Currently it takes over 25,000 tons of rocket hardware and propellant to land 50 tons of anything on the planet Mars using the technology we have today. For NASA’s first crew mission to mars, it is critical to learn how to harvest the planet’s local resources to live off the land sustainably.
Last month, NASA announced that an MIT team had come first in the annual Revolutionary Aerospace Systems Concepts- Academic Linkage (RASC-AL) competition for their in-situ resource utilisation (ISRU) design that produces propellant on Mars from local resources instead of bringing it from Earth.
Their project is called “Bipropellant All-in-one In-situ Resource Utilization Truck and Mobile Autonomous Reactor Generating Electricity” (BART & MARGE). MIT has explained that BART and MARGE will travel around Mars in tandem; BART handles all aspects of production, storage, and distribution of propellant, while MARGE provides power for the operations.
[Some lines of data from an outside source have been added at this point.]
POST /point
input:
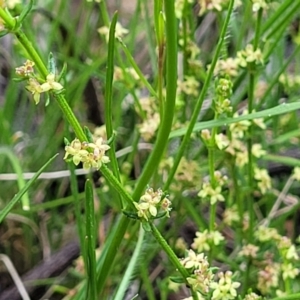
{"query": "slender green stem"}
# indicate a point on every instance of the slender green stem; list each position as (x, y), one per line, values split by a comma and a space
(288, 297)
(90, 239)
(153, 161)
(252, 78)
(137, 69)
(70, 117)
(172, 256)
(77, 206)
(171, 82)
(109, 99)
(115, 183)
(200, 99)
(107, 258)
(27, 45)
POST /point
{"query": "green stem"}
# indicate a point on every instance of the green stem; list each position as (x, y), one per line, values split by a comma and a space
(172, 256)
(70, 117)
(200, 99)
(171, 83)
(115, 183)
(162, 140)
(90, 242)
(109, 100)
(252, 78)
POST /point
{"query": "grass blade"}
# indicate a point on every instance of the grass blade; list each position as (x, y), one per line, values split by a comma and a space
(19, 195)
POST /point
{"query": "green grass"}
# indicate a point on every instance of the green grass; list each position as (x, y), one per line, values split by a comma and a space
(182, 131)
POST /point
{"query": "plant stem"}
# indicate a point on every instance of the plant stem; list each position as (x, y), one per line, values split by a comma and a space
(200, 99)
(172, 256)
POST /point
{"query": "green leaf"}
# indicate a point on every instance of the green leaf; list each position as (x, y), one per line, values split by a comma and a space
(88, 134)
(146, 226)
(19, 195)
(3, 33)
(51, 64)
(24, 13)
(177, 279)
(90, 254)
(62, 73)
(267, 113)
(130, 214)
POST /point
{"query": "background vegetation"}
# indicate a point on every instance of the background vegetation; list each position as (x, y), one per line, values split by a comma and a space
(196, 98)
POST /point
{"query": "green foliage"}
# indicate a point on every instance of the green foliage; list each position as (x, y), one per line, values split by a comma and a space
(182, 116)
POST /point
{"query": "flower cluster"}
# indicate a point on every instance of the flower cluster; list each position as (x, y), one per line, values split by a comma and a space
(120, 31)
(249, 55)
(179, 6)
(249, 251)
(202, 275)
(263, 179)
(151, 119)
(236, 146)
(268, 276)
(214, 194)
(190, 86)
(290, 82)
(259, 4)
(223, 93)
(204, 240)
(225, 289)
(151, 203)
(34, 86)
(92, 155)
(227, 67)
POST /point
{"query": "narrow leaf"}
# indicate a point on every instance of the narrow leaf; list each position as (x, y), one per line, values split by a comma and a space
(19, 195)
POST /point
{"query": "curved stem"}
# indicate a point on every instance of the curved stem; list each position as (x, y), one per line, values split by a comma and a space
(201, 98)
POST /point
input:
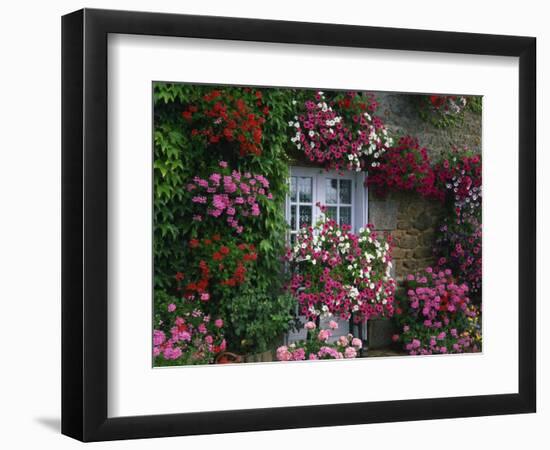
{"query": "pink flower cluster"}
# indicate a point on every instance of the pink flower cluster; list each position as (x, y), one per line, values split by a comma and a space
(230, 195)
(194, 338)
(317, 346)
(340, 134)
(436, 315)
(406, 167)
(337, 272)
(459, 172)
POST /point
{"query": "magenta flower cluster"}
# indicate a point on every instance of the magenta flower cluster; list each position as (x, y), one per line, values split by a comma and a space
(340, 134)
(229, 195)
(337, 272)
(318, 346)
(195, 338)
(436, 316)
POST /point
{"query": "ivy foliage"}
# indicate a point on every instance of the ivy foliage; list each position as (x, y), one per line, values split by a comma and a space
(180, 154)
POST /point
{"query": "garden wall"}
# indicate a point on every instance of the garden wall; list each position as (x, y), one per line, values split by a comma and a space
(411, 219)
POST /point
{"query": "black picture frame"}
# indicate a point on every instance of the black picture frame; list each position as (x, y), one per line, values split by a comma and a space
(84, 224)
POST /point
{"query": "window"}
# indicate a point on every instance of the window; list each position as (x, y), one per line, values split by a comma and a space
(345, 196)
(343, 193)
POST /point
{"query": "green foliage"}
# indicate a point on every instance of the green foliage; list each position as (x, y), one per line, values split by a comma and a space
(474, 103)
(180, 154)
(257, 319)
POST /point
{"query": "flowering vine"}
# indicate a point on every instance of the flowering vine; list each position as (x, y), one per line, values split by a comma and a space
(340, 133)
(435, 315)
(405, 167)
(229, 195)
(218, 267)
(317, 345)
(442, 110)
(337, 272)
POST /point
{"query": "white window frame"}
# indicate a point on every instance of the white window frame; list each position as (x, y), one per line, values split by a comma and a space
(359, 210)
(359, 218)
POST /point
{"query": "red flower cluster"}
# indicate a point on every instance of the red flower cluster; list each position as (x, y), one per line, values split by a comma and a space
(405, 167)
(222, 116)
(218, 265)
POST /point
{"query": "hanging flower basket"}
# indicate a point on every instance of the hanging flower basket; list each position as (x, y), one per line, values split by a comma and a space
(340, 133)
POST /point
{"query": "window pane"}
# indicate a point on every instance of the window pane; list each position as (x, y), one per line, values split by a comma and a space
(305, 215)
(345, 215)
(292, 217)
(345, 191)
(292, 189)
(331, 212)
(304, 188)
(331, 191)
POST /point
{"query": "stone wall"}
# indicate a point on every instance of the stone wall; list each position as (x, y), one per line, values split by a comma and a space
(410, 219)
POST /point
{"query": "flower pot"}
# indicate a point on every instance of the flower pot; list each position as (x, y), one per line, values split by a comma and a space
(266, 356)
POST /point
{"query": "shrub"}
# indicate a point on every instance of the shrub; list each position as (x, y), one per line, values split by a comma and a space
(187, 335)
(435, 315)
(317, 346)
(340, 132)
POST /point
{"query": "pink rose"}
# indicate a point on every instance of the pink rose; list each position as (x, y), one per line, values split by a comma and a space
(324, 335)
(283, 354)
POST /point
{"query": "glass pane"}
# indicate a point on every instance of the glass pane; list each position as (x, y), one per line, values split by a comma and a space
(345, 192)
(304, 188)
(345, 215)
(292, 189)
(292, 217)
(331, 212)
(331, 191)
(305, 215)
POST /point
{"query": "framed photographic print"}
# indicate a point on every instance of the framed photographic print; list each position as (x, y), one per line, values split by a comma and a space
(274, 224)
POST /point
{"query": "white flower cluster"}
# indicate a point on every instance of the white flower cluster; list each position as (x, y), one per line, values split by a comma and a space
(374, 141)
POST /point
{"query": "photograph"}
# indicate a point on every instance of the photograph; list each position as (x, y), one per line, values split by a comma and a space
(304, 224)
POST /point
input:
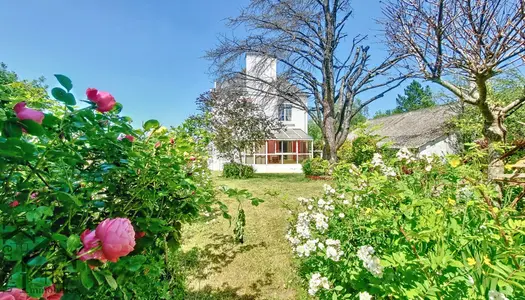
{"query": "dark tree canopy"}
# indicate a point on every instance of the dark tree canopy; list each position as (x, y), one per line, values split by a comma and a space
(237, 123)
(316, 57)
(415, 97)
(474, 41)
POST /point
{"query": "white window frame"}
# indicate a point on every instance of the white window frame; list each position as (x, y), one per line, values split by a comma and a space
(285, 112)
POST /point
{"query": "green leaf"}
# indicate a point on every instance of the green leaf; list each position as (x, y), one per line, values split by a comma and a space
(50, 120)
(111, 281)
(73, 242)
(33, 127)
(86, 277)
(68, 198)
(37, 261)
(63, 96)
(151, 124)
(12, 129)
(134, 263)
(64, 81)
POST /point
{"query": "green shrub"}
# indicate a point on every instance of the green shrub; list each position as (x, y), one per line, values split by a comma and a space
(315, 167)
(237, 170)
(361, 149)
(409, 228)
(63, 174)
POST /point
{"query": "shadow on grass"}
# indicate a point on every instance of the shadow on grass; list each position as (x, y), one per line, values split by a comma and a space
(214, 256)
(226, 292)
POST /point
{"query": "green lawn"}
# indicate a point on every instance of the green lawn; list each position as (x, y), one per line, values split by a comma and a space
(262, 267)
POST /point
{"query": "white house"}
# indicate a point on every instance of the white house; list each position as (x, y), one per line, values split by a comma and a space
(290, 146)
(424, 131)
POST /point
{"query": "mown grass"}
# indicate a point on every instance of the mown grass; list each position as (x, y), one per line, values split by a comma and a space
(260, 268)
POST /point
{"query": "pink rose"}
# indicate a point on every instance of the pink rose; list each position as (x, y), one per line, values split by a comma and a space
(104, 100)
(90, 241)
(14, 294)
(51, 294)
(117, 238)
(24, 113)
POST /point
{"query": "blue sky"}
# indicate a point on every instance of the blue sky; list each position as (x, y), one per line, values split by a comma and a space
(148, 54)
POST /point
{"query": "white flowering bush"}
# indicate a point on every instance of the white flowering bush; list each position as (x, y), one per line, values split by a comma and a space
(408, 227)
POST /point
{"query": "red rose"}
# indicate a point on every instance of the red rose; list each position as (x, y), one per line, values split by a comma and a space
(24, 113)
(104, 100)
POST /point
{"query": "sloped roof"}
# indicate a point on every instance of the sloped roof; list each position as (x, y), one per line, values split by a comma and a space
(291, 134)
(414, 129)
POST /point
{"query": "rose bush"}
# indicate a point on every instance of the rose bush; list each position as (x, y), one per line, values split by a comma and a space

The team had to present their concept to a panel of NASA experts and aerospace industry leaders at the RASC-AL Forum in June. They were awarded first place and they were also recognised as “Best in Theme”.
“Previous ISRU concepts utilized several different small rovers and a fixed central plant, but MIT’s BART and MARGE concept is composed of essentially just two types of fully mobile, integrated large trucks with no central plant,” says Chloé Gentgen, PhD candidate in the Department of Aeronautics and Astronautics (AeroAstro) who served as team lead for the project.
“The absence of a central plant enables easy scalability of the architecture, and being fully mobile and integrated, our system has the flexibility to produce propellant wherever the best ice reserves can be found and then deliver it wherever it is needed.”
The MIT team addressed the RASC-AL theme “Mars Water-based ISRU Architecture”, which required delivering the target 50 tons of propellant at the end of each year and the ability to operate for at least five years without human maintenance
A few other restrictions were placed, chief among them that teams could rely on one or more landings of 45 tons of mass and 300 cubic meters of volume on Mars, leaving it to university teams to propose an architecture, budget, and a flight schedule to support their mission.
More than 50 teams responded to the initial call for RASC-AL entries, where participants submitted a proposal and a two-minute video. While this year marks the first time an MIT team took the top spot overall; MIT is no stranger to the RASC-AL competition.